My philosophy is that if I am serious about wanting to be friends with someone I have to be honest otherwise when they find out they will be pissed off. Also, do I want to be friends with someone who likes what I say I am rather than the real me. If they don’t like the real me, I’m better off without them. Erm, </hijack> Sorry, got a bit carried away there.

On a message board there is a certain anonimity, but as you get to know someone better and maybe e-mail or chat OL, you reveal more about yourself. I think it can form very good friendships because you learn so much about each other. But, on the down side, distance can be a real problem :frowning:

Rick

Introspective question, I suppose. I’ve always had trouble judging the differences, except to say I am quite different in the two mediums. IRL: I’m polite, friendly, somewhat shy, silly and sometimes really animated. While on-line, I’m just different. (I think I’m more prone to make an ass out of myself. ;)) I think much of it is that the “masks” and “barriers” aren’t up - a lotta stuff goes to the wayside with others when you’re solely connecting via words. Anyway, I think the Internet just brings out my bizzare side.

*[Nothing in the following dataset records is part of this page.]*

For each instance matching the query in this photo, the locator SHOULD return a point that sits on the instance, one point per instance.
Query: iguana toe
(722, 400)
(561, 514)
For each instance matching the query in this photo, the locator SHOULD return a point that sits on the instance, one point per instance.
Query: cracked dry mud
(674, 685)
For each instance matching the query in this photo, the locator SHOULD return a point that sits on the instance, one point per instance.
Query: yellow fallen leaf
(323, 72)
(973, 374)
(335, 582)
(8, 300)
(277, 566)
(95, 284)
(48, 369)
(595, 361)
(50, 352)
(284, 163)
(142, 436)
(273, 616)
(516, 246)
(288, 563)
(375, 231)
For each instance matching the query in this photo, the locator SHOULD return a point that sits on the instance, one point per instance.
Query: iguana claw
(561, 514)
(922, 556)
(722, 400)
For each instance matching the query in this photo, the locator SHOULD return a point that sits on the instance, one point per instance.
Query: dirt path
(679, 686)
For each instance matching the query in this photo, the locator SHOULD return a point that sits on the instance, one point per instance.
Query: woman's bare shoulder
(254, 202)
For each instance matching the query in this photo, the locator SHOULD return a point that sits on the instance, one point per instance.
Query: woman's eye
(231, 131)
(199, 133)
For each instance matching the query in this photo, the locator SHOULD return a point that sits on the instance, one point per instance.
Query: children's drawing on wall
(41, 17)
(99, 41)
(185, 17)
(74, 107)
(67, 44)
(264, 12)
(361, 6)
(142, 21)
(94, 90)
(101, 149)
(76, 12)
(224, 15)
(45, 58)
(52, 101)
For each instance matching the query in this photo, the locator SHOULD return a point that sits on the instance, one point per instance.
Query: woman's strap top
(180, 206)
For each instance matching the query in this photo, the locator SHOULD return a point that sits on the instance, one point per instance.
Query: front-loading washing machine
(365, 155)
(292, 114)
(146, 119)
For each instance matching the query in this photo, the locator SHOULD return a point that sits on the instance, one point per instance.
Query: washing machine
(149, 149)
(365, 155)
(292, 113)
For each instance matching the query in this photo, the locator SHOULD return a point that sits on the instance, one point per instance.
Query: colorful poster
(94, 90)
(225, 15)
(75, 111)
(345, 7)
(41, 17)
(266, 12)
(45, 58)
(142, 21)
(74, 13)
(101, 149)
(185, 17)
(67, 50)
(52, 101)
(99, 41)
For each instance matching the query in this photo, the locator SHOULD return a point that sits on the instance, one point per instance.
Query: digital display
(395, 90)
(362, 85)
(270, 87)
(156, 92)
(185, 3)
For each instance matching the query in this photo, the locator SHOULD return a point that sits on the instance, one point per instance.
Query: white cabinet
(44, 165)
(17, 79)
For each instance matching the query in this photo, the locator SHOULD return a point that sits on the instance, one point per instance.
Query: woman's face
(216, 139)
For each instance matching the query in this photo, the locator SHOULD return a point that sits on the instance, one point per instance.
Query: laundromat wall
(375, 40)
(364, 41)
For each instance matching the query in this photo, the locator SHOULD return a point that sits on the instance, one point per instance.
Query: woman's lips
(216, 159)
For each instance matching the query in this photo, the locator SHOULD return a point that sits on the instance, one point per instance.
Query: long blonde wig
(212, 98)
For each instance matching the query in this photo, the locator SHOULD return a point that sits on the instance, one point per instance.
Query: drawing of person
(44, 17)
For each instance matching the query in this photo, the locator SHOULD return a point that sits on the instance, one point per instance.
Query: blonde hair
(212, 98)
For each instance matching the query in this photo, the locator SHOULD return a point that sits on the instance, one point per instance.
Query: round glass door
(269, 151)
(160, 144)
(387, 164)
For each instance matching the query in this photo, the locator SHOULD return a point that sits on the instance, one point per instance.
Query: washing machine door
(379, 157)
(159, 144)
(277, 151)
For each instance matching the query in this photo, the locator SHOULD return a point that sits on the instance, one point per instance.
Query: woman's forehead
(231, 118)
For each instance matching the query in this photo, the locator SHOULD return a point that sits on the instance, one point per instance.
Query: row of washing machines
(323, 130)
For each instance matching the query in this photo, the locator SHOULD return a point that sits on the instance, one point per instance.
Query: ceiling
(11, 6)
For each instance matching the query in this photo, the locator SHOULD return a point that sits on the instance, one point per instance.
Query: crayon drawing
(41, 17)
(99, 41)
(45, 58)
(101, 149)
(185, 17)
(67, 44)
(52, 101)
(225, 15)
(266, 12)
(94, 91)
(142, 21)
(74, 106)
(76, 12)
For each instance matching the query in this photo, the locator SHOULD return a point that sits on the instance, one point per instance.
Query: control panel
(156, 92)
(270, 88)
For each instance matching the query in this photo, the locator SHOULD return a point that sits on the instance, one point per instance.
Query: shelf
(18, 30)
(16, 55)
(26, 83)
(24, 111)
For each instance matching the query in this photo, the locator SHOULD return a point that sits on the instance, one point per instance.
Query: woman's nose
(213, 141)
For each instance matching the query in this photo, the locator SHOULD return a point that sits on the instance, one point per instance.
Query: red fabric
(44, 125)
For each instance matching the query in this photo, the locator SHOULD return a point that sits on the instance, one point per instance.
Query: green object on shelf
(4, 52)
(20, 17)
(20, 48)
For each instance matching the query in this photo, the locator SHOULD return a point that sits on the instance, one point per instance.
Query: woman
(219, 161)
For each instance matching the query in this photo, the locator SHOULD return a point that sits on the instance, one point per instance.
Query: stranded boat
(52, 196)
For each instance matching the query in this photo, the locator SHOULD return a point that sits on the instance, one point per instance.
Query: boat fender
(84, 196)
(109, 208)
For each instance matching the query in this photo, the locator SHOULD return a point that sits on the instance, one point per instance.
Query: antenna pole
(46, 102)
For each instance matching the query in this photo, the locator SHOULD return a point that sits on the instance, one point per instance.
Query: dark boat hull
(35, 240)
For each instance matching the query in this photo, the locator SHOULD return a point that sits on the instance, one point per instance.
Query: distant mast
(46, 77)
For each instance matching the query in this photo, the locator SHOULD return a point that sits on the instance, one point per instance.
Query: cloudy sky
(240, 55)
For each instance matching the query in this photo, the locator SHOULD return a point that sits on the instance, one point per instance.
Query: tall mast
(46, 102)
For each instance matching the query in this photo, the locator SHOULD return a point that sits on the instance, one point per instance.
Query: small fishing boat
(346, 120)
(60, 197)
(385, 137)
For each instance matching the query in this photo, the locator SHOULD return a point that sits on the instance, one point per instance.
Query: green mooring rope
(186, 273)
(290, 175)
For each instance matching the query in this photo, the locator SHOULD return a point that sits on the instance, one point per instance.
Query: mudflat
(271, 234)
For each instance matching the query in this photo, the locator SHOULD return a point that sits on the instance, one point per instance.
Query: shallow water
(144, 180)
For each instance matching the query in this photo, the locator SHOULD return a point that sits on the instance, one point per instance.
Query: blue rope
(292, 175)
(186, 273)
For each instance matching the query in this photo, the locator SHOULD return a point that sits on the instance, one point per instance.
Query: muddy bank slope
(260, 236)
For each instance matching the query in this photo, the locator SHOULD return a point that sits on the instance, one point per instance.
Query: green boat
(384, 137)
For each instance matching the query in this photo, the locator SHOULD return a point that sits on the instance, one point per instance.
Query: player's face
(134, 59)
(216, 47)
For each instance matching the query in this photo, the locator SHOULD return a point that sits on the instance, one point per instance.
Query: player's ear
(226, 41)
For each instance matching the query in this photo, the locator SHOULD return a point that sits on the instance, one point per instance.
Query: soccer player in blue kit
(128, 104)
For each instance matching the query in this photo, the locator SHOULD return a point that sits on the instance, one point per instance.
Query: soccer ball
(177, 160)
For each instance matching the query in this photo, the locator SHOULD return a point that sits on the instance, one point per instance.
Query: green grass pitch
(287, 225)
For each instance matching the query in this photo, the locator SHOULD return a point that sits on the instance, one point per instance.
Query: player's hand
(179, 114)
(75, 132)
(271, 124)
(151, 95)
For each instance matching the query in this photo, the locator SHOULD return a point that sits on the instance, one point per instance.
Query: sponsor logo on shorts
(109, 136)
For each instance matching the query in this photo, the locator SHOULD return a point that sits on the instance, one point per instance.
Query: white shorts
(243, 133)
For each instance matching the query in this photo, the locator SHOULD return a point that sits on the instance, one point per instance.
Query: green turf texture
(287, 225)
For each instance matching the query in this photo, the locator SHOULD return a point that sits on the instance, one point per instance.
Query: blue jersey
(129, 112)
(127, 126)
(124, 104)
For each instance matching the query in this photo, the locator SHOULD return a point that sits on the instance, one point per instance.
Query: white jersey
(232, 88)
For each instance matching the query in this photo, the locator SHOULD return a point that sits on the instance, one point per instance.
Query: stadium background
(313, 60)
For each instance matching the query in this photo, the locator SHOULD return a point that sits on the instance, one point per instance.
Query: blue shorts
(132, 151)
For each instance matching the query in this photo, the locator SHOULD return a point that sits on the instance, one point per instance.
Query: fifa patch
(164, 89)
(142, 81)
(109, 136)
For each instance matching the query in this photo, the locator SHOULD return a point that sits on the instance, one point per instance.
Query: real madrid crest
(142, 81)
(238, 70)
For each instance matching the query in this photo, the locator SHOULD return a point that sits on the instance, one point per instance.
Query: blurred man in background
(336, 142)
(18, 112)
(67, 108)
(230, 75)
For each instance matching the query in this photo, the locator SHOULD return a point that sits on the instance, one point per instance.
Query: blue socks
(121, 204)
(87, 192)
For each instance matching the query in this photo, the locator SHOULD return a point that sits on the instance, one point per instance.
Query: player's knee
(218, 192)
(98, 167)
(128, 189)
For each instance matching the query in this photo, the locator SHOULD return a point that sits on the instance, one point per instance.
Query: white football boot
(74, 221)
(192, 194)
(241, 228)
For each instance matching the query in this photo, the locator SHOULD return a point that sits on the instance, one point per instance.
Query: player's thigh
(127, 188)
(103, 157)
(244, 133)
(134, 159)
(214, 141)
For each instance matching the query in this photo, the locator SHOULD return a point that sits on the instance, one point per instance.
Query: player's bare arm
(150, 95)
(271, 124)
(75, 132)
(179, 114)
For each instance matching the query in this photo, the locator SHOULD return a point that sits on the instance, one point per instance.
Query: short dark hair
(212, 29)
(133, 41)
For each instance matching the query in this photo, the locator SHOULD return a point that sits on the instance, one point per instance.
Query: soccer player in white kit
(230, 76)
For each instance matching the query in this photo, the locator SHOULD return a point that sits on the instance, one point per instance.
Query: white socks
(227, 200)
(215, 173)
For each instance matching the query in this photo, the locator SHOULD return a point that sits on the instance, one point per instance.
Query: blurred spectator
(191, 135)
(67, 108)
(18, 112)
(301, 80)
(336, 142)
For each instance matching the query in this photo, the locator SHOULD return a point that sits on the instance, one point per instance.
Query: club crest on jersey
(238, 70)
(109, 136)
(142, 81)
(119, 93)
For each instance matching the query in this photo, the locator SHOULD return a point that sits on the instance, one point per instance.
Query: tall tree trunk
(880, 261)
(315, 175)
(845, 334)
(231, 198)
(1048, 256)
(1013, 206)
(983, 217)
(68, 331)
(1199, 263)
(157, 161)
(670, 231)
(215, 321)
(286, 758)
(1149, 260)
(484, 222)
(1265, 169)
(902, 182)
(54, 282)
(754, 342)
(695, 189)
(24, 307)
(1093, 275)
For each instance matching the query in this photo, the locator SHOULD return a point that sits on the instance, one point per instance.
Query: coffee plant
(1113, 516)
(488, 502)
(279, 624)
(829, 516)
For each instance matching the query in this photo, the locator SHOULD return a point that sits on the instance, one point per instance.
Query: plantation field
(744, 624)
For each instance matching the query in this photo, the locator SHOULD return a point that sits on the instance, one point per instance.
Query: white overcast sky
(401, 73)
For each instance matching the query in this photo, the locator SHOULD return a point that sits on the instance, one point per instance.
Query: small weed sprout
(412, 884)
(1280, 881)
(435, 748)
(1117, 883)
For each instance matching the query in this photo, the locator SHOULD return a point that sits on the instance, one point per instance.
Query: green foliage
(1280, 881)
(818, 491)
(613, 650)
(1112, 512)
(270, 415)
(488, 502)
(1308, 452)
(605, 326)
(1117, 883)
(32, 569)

 Actually, I think maybe part of it is at least occasionally online, I think before I type. I can't use scarcasm etc as much. Thanks for the spideyhug.

<imagination mode>
Bill Gates as a bag man…OK
Donald Trump, modest and self-effacing…check
Bill and Hilary in a loving, mongamous relationship…done
Dubya addressing a Mensa convention…easy.
Falcon shy…NO WAY!
</imagination mode>

   You underestimate your ability to be rambunctious and obnoxious IRL, sir.....(j/k)

FCM - I know exactly where you’re coming from.

TP- what height? :D&R:

Rick, I don’t know you, man, but I agree with almost everything you’ve said. You just said it better than I can.

You know, the height where I don’t even have to get down on my knees… :wink:

I try to appear mature and intelligent online (with mediocre success), but offline, I’m an immature, mean, sarcastic loser. I have some friends, yes, but I’m more a parasite than a leader. However, I’m a ‘sweetie’ according to some people… Apparently girls aren’t interested in sweeties.